While Sanders’ film is visually stunning (especially in 3-D), it lacks the textural grime that distinguished Oshii’s film. While the original was aesthetically indebted to Blade Runner, Sanders’ work is more akin to The Fifth Element — and even those willing to forgive that film’s myriad flaws will see that this Ghost suffers by comparison. Sanders and screenwriters Jaimie Moss and William Wheeler have cobbled together bits and pieces of the franchise’s various media properties, taking ideas and characters that may or may not have had any relevance to the story they’re trying to tell and inserting them in the hopes of providing a sense of depth that their film clearly lacks. Much of the film plays as if Sanders is trying desperately to convince the audience he’s a fan of the property while evidently failing to grasp the narrative beats that needed to be established in order to effectively re-create the emotional resonance of his inspiration.

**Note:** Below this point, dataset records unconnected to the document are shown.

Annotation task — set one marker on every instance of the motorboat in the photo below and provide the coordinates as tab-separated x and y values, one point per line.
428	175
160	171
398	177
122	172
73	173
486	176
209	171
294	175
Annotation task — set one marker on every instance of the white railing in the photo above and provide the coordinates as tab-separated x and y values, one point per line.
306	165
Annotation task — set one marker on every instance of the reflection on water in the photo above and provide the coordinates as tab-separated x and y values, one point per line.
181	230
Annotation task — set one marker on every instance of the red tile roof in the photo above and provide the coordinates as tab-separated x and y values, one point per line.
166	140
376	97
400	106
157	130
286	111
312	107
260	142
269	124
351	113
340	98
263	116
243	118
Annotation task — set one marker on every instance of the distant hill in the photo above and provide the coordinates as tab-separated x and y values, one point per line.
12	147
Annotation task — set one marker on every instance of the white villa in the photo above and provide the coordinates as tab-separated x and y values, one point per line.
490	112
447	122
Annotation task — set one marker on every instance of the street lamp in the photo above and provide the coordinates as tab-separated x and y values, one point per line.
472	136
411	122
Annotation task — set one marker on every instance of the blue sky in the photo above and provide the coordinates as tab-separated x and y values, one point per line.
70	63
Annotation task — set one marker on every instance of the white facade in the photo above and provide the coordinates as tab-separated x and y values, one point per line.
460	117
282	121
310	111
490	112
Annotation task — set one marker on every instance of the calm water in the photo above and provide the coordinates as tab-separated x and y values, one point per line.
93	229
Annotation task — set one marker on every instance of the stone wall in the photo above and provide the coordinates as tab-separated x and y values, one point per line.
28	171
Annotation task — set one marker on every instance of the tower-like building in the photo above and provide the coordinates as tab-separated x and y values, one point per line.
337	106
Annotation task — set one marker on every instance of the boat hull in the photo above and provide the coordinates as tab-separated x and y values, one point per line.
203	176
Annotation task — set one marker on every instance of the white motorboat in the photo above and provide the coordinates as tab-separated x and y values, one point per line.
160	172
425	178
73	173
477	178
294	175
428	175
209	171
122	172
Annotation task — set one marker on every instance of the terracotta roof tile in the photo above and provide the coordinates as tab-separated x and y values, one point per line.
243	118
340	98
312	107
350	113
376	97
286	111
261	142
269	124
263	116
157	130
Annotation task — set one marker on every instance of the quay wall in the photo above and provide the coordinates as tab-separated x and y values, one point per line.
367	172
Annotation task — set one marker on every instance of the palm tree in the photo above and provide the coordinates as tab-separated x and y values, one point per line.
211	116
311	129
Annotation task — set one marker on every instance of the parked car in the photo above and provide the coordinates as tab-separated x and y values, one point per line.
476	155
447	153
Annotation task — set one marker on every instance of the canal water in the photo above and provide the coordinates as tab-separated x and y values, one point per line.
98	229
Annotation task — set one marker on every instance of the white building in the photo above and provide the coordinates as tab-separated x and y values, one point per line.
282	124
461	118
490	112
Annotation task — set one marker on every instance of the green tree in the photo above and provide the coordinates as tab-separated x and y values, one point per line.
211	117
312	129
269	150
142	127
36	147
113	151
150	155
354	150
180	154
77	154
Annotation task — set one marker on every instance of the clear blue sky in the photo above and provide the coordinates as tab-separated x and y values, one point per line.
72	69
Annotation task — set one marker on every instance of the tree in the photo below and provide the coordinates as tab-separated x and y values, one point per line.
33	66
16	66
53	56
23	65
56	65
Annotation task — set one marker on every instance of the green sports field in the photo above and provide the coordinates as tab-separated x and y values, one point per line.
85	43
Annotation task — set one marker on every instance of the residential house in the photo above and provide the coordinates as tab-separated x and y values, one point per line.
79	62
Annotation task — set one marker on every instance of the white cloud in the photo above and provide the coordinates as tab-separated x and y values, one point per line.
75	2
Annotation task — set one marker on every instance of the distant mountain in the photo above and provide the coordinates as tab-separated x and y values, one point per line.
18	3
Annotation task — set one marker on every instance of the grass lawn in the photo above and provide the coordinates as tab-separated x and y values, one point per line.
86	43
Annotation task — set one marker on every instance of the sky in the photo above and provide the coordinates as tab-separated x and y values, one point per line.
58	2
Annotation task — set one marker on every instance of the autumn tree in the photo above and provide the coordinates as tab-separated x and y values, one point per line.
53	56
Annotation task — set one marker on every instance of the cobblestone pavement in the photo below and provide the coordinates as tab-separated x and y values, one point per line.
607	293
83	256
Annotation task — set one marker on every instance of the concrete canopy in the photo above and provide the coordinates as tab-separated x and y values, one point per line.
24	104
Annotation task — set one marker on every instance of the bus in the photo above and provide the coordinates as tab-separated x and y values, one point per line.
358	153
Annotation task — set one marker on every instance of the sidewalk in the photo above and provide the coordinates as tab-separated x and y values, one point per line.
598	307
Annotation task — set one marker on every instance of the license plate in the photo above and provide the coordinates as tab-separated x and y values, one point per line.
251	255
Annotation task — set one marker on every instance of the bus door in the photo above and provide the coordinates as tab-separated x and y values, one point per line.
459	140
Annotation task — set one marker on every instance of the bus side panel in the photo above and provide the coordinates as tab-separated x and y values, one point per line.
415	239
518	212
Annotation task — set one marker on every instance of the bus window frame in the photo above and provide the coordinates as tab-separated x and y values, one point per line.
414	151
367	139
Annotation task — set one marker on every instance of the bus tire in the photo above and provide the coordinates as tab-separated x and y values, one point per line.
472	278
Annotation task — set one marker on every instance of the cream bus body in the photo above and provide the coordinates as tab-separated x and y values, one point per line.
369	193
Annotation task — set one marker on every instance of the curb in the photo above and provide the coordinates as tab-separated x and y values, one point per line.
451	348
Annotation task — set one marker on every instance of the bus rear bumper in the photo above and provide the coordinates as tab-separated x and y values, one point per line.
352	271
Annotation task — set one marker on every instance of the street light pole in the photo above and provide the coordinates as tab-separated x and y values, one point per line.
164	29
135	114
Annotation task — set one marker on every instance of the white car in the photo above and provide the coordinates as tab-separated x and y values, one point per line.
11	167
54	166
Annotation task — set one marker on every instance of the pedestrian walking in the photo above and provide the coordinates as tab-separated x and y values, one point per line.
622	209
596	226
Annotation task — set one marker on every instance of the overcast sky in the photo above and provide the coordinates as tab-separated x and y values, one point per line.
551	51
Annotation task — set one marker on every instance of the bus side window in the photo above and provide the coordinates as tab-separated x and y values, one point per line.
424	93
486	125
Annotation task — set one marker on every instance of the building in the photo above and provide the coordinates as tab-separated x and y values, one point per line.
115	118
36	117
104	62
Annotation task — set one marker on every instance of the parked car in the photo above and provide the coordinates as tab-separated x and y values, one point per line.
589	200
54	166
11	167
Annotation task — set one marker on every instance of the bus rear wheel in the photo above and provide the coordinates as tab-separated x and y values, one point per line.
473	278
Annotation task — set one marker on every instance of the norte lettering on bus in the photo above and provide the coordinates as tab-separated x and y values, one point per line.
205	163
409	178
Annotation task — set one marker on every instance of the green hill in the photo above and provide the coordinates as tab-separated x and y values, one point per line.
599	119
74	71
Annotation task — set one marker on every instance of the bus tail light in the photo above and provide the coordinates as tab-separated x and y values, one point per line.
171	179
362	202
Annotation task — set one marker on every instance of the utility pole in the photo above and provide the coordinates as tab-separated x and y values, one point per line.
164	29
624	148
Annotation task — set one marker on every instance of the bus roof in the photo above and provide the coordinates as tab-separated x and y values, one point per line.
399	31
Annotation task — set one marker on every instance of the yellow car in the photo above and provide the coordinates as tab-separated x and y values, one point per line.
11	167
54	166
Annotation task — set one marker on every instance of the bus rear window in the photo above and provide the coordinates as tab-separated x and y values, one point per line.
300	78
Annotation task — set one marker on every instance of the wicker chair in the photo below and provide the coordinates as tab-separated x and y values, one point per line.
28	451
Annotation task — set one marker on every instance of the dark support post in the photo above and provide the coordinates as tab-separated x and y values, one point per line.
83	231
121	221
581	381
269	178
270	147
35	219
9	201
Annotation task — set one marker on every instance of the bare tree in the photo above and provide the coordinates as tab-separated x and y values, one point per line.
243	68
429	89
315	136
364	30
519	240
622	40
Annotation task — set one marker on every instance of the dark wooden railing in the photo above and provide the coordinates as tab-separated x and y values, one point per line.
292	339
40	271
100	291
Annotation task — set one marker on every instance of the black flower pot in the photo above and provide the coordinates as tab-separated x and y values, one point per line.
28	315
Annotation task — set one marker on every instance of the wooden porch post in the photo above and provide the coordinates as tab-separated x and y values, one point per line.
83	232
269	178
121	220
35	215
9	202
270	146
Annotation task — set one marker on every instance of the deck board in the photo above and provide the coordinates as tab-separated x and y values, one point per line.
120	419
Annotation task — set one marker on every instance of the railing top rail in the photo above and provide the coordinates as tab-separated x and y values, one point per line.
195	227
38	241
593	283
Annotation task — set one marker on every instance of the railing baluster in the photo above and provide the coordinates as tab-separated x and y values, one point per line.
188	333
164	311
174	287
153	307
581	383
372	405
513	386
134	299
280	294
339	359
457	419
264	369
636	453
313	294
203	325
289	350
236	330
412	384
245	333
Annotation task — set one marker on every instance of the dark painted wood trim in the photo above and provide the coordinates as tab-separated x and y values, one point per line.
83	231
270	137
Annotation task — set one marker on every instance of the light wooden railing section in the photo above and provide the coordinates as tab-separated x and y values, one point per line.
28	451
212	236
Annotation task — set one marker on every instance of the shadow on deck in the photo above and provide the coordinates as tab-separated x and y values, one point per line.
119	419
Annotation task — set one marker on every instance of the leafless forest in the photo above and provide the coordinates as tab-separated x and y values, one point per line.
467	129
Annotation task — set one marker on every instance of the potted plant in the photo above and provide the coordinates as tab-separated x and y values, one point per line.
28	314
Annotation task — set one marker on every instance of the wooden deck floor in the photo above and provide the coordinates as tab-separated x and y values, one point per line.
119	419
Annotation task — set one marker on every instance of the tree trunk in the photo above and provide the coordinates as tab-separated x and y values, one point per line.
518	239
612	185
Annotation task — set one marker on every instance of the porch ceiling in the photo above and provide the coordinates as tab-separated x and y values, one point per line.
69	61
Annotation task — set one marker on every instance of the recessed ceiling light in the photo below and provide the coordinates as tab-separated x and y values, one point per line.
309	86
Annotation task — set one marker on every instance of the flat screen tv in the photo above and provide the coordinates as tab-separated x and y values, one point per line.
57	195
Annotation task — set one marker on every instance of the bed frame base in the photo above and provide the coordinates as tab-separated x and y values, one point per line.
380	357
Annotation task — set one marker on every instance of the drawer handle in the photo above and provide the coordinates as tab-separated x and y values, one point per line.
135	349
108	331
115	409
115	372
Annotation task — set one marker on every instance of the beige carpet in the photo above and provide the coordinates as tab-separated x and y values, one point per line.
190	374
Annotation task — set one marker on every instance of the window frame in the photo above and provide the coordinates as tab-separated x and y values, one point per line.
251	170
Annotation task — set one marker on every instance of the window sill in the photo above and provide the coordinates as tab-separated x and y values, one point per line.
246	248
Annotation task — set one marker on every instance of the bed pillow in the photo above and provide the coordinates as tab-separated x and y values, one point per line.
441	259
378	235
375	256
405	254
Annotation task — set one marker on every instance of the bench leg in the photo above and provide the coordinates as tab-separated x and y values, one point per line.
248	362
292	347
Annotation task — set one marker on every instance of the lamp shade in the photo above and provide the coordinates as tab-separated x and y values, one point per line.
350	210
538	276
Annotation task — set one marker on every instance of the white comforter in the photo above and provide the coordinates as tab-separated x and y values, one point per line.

The uproar surrounding Johansson’s casting as an Asian character proves legitimate in practice, but the film makes matters far worse than I could have anticipated — the movie awkwardly shoehorns in a plot point that addresses the issue for one whitewashed character, but none of the others. Sanders et. al. have stripped away the story’s heart — along with much of the sex and violence that so many 12-year-olds (myself included) found so compelling when they discovered Oshii’s work for the first time on home video — and by curtailing the narrative’s more thought-provoking aspects, they’ve delivered a film that is all form and no function. Rated PG-13 for intense sequences of sci-fi violence, suggestive content and some disturbing images. Now Playing at Carolina Cinemark, Regal Biltmore Grande, Epic of Hendersonville.